Marks & Spencer was on the cut-price shelf, shedding 15.25p to 391.25p. Results next week are going to be awful and broker WestLB Panmure expects a first half profit-warning. Rumours that Warren Buffett was about to reveal his stake in M&S did not help. Another Buffett favourite, Unilever was in the doldrums, falling 25.25p to 560.75p.

EMI was one of the biggest-falling blue-chips Concerns over the music group's strategy and fading bid speculation pushed it down 29.25p to 472.75p. BSkyB shed 7p to 586.5p after confirming that Tony Ball will replace Mark Booth as chief executive.

Food stocks were excited by the bid for Hillsdown Holdings, by the US fund Hicks, Muse, Tate, Furst.
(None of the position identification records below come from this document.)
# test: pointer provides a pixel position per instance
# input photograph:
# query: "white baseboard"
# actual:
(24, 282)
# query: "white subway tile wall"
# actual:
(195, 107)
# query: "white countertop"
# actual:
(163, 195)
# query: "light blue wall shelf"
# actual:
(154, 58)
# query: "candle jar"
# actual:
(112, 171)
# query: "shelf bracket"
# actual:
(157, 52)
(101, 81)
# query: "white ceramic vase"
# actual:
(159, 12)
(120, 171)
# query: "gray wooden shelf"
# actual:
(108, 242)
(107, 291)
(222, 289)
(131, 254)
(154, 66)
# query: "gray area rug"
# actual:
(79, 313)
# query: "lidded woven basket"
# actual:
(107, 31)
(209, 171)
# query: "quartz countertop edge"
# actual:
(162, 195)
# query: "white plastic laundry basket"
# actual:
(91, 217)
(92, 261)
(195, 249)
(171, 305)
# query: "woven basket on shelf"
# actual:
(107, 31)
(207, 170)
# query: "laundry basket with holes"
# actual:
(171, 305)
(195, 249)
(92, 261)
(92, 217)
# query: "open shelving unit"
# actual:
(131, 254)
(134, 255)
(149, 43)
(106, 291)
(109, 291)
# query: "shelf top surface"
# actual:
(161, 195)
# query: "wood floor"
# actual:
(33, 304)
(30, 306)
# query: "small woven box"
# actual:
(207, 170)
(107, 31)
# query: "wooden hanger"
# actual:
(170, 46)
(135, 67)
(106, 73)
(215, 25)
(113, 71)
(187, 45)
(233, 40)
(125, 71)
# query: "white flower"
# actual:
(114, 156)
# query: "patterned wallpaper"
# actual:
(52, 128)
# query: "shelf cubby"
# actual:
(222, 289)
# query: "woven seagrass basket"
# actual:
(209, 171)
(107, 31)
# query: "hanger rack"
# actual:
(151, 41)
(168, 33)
The offer should be pitched at 120p-125p and Hillsdown rose 4.5p to 117p.

The milk stocks caught the consolidation bug. Dairy Crest, up 17.5p to 289p and Express Dairies 2.5p higher to 129p were favourites for a merger or a bid by a financial buyer. An ABN Amro push also helped. Unigate, flat at 445p, also mentioned.

The cash-and-carry group Booker put on 6.5p to 86p after selling its food distribution unit for a better-than-expected pounds 124m.

The chemicals were in demand as overseas bid speculation and improving markets boosted sentiment. Yule Catto, up 17p to 345p, and Croda International, 9p higher at 281.5p, were yesterday's chosen two. Laporte, up 15p to 727p, is another one to watch.

Jarvis, the much-fancied rail maintenance group, rose 13p to 472.5p after signing a peace deal with the RMT union. The engineer AEA Technology moved 12.5p ahead to 339p. A stock overhang has been cleared and there is some talk of positive developments on its super-efficient diesel engine.

Arcadia led the retailers lower, plunging 25p to 257.5p on concerns that higher rates will choke off consumer spending. Debenhams, down 21p to 461.5p and Storehouse, off 5p to 145p, suffered the same fate. Safeway was the exception, rising 0.5p to 254p after another share buyback.

Aggregate Industries fell 2.25p to 81.25p amid talk that the merged M&G/Prudential has been reducing its position. Nycomed Amersham, the healthcare group, lost a 22p to 432.25p after a Merrill Lynch downgrade.

The computer group MDIS logged on a 2.5p rise to 32.75p. A recent good AGM and some rumours of corporate action were responsible. Brands Hatch motored 33.5p ahead to an all-time high of 361 after beating Silverstone to the British Formula 1 Grand Prix.

SFI, the pub group fizzed 6p higher at 226p after a bullish investors' roadshow. There is also some talk that it might spin-off one of its divisions. The airport group TBI nosedived 1.5p to 96p despite vague talk of a US bid. A BID for Jarvis Hotels could be just around the corner. The regional hotel chain soared 9.5p to 160p with over 1.5 million shares traded as rumours of a foreign strike intensified. The smart money is on an offer of 190-195p per share from a European rival, with some dealers talking of a big French group. Such a bid would value Jarvis, which last year had a turnover of pounds 136m, at between pounds 332 and pounds 341m.

IS ANOTHER investor set to jump on the Tradepoint bandwagon? The AIM-traded shares of the small rival to the London Stock Exchange jumped another 30.5p to 206.5p amid rumours that a large US broker is about to join Tradepoint's controlling consortium. The new player is rumoured to be prepared to pay a hefty premium to enter the ruling group which already includes Reuters and Morgan Stanley.